自分勝手な映画批評
許されざる者 許されざる者
1992 アメリカ 131分
監督/クリント・イーストウッド
出演/クリント・イーストウッド ジーン・ハックマン モーガン・フリーマン
1880年、ワイオミング州ビッグ・ウイスキーで娼婦がカウボーイに乱暴される事件が起きる。縛り首にと願う娼婦だが、保安官のリトル・ビル(ジーン・ハックマン)は馬を7頭差し出させる事で治めてしまう。

伝説の男が舞い戻った世界

リタイアしていたアウトローが、もう一度、賞金を稼ぐ為に立ち上がる西部劇。監督は主演も兼ねるクリント・イーストウッド。

クリント・イーストウッドのキャリアを上手く活かした、彼ならではの作品だと言えるのかも知れない。例えば本作でイーストウッドが演じるマニーを、何の関係も脈絡もないのだが、彼が荒野の用心棒で演じたジョーの何十年後かの姿として見るのも面白いのではないかと思う。

極悪非道、冷酷無情なアウトローだったマニーは、妻となる女性と出逢い改心し、子供を儲けて穏やかに暮らしていた。しかし、妻に先立たれ、幼い子供を育てながらの生活は困窮していた。そんな時、賞金の懸かったならず者の存在を知り、子供達の為、昔の稼業に再び足を踏み入れる。だが、10年のブランクは大きく、馬に乗る事すらままならない。

本作で描かれているのは、男という生き物の悲哀だ。「若い者には負けられない」なんて頭でっかちなプライドは通用しない、年功序列もない弱肉強食、力なき者は有無も言わさず淘汰される、実力だけが頼りのシビアな男の世界が本作の舞台なのだ。

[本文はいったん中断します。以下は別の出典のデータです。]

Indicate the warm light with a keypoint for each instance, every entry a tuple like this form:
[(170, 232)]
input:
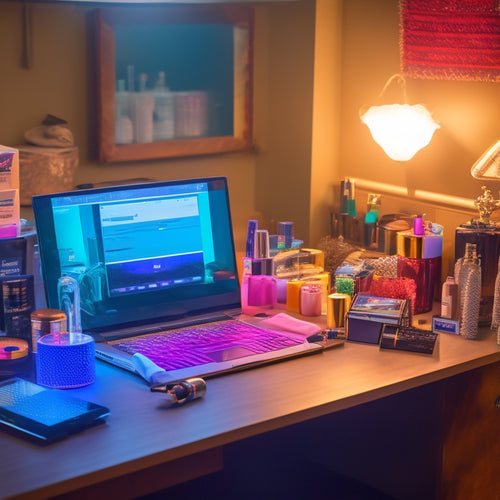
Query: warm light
[(488, 164), (400, 129)]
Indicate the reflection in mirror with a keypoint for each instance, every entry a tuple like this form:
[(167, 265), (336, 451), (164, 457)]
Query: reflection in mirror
[(487, 167), (174, 81)]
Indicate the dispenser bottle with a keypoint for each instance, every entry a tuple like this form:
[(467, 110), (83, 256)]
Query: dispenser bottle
[(469, 283), (68, 293), (495, 317)]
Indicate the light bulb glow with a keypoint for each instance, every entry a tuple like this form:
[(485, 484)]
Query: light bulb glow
[(400, 129)]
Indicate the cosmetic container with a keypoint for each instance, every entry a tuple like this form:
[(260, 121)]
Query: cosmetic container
[(469, 284), (419, 258), (293, 295), (258, 286), (46, 321), (344, 280), (337, 308), (124, 129), (495, 316), (388, 227), (310, 299), (69, 302), (486, 237)]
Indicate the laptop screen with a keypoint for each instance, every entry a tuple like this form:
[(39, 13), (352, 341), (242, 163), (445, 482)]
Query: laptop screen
[(140, 253)]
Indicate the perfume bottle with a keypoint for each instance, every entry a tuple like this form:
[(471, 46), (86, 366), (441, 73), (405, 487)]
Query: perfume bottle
[(485, 234), (495, 316), (469, 284), (419, 258), (68, 293)]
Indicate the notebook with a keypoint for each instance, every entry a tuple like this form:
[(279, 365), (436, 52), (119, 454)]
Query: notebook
[(157, 274)]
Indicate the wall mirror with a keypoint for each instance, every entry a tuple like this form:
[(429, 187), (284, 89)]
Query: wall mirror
[(173, 80)]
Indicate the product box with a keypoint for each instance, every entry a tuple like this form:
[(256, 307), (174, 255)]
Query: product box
[(368, 314), (9, 168)]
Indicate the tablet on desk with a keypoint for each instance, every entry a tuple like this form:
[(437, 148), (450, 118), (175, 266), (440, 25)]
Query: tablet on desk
[(45, 414)]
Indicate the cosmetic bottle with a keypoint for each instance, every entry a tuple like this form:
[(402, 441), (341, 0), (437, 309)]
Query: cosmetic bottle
[(450, 305), (419, 258), (68, 292), (258, 286), (486, 237), (371, 217), (142, 106), (124, 130), (164, 110), (469, 284)]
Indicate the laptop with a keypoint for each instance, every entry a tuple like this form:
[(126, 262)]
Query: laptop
[(157, 275)]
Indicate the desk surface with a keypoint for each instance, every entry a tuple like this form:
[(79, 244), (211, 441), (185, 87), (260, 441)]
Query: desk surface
[(141, 432)]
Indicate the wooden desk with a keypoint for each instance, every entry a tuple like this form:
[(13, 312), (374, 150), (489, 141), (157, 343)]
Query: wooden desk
[(141, 434)]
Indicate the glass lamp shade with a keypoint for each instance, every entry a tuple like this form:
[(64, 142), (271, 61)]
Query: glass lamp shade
[(400, 129)]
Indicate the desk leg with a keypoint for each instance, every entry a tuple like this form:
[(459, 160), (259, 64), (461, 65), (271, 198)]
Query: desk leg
[(152, 479)]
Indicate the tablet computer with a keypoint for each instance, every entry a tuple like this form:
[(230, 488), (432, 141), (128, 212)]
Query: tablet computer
[(45, 414)]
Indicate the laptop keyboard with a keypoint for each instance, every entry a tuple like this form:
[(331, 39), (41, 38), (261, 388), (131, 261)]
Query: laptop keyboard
[(200, 344)]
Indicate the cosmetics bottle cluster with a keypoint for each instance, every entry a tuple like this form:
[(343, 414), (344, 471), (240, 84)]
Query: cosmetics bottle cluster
[(262, 290)]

そこに、イーストウッドのキャリアが上手い具合にオーバーラップする。西部劇のヒーローを演じてから随分と時が経った彼が、年老いたヒーローの成れの果てを演じる。決してカッコ良くはない。しかし愛する者の為、守るべき者の為に生死を賭けた実力の世界に戻って来る。それこそ男の生きざまだろう。但し、非情な世界を生きて来た男の血潮は彼の体から抜けきってはいなかった。錆ついていてもナイフはナイフなのだろう。

狭いところに懸命を賭ける男という生き物は、どうしようもない生き物なのだろうか? だが、もはや時代遅れかも知れないそんな生き方に、男たる所以を感じてしまう。

イーストウッドのみならず、脇を固める名優達も実に素晴らしい。まさに助演、良き相棒のモーガン・フリーマンと憎々しい程のクセ者の貫禄を見せつけるジーン・ハックマン。彼らの働きが、本作をさらに上の頂へと押し上げているような気がする。

第65回アカデミー賞、作品賞・監督賞・助演男優賞(ジーン・ハックマン)・編集賞(ジョエル・コックス)受賞作品。